Крот кинулся развязывать мешки, достал из них ковриги домашнего хлеба, копченый окорок, колбасу и под конец пузатую резиновую грелку, будто здесь есть больные, нуждающиеся в согревающем компрессе. Но булькающей грелке Крот обрадовался больше, чем колбасам или окороку. Даже пробку не вытащил, только понюхал и расцвел:
— Самогончик!
— Оставь пока! — сказал Шиповник и сел рядом. — Хорошие новости пришли, — добавил и снова замолчал, разжигая любопытство.
— Уже американцы начинают? — не вытерпел Клевер.
— Нет. Раньше середины лета не начнут. Но столько ждали, подождем и до середины лета… Жаренаса, ребята, мы все-таки ухлопали, вот что! В больнице окочурился прислужник Советов. Не радуешься, Бобер?
— Я давно его похоронил, — отозвался как можно равнодушнее, словно и впрямь судьба Костаса Жаренаса его занимала не больше прошлогоднего снега. Слушал рассказ, как нашли его люди, истекающего кровью, в беспамятстве, не так уж далеко от дома, как везли в волость, а потом — в окружную больницу, но все слова, казалось, предназначались не ему, а его второму «я», который сейчас лихорадочно думал: «Пришел в сознание перед смертью или нет? Если заговорил — что сказал и кто слышал его слова? Неужели наши ребята не догадались взять его под свою опеку, подальше от лишних глаз и ушей?..»
— Попытались другого председателя на его место найти, но никто не идет. Нагнали мы страху. Говорят, весь колхоз разбежался, будто зайцы. Думаю, расхотелось им. Чего доброго, навсегда. Словом, наши усилия не пропали даром. За это можно и по чарке пропустить. Нарежьте, ребята, хлеба, колбасы, стаканы принесите… А окорок сварим, Надо будет щавеля набрать, видел я, уже пробиваются листики.
Он принялся нарезать хлеб, чтоб не ходить в бункер.

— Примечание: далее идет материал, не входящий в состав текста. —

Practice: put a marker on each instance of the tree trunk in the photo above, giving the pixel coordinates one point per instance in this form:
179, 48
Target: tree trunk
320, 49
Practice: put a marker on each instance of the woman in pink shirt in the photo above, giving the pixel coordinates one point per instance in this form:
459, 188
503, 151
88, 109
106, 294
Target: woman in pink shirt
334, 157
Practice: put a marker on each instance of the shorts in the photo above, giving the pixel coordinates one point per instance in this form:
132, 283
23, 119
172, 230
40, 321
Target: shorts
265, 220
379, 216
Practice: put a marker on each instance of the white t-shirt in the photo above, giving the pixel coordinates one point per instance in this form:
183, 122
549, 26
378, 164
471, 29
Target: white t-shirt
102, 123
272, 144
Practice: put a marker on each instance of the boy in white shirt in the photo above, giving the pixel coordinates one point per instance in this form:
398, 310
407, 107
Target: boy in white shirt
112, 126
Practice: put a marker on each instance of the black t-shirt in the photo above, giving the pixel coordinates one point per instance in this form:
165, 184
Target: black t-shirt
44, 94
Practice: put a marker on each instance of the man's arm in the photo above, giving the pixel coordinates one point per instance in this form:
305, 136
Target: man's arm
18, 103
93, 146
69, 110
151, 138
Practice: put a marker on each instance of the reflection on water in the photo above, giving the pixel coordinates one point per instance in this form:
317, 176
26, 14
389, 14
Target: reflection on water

Возьмешь с собой автомат — вызовешь подозрение, а остаться без оружия не хочется. Может получиться, как с Кленом. Всякого можешь ждать, когда появляется Кучинскас… А хлебушек пахнет рожью и домом. Мария такой печет. Спросил бы, как они там, но чувствует, что не следует, — если знают что-то, сами скажут. Но проходят минуты, такие тяжкие, давящие, а ни Шиповник, ни Кучинскас даже издали разговора не заводят, хотя в прошлый раз обещали непременно разузнать. Говорят о развалившемся колхозе, нюхают пахучую колбасу, чмокают губами, начисто позабыв о нем и о своих обещаниях. Плохо. Совсем плохо, когда знают, что ждешь вестей, но тебе ничего не говорят. Или там большая беда, или тебе не доверяют и только выжидают момент… Удобный случай они все равно найдут, как ни остерегайся. Все равно подкараулят, спящего удавят, даже не успеешь проснуться. Наверняка об этом они и шептались вдвоем… Лучше самому напасть. Когда все будут заняты едой и выпивкой. Более подходящего случая не дождешься. Все расположились вкруг, словно специально рассаженные. Кучинскаса следовало бы оставить. В его руках все ниточки. Достаточно было бы его одного взять живым, потому что, наверно, знает побольше самого Шиповника. Лишь бы удалось, лишь бы все до конца… Думать и ждать больше некогда. Прикончить спящих? Но до ночи и сам можешь не дожить. И Кучинскаса потом лови. Без него лучше не возвращаться. Никто бы не простил этого. Не велико утешение, что ухлопаешь троих, а вся банда останется, и без Кучинскаса никто тебе дорогу не покажет. За этим ты сюда и пришел, чтобы всех можно было взять. Некогда рассуждать. Потом будет поздно. Повесят камень на шею, и будешь лежать на дне трясины, никто даже не узнает, где искать. Кучинскас наверняка с телегой. Не потащит ведь такой груз на себе. Лошадь оставил где-нибудь в лесу. На его телеге и поедешь до волости. Важно живым его туда доставить. А заговорить-то заговорит, когда прижмут хорошенько. Только как бы по пути не сбежал, связать надо. Силен как бык. Такого не так-то просто связать. Придется под автоматом гнать. Ну а если вздумает бежать?..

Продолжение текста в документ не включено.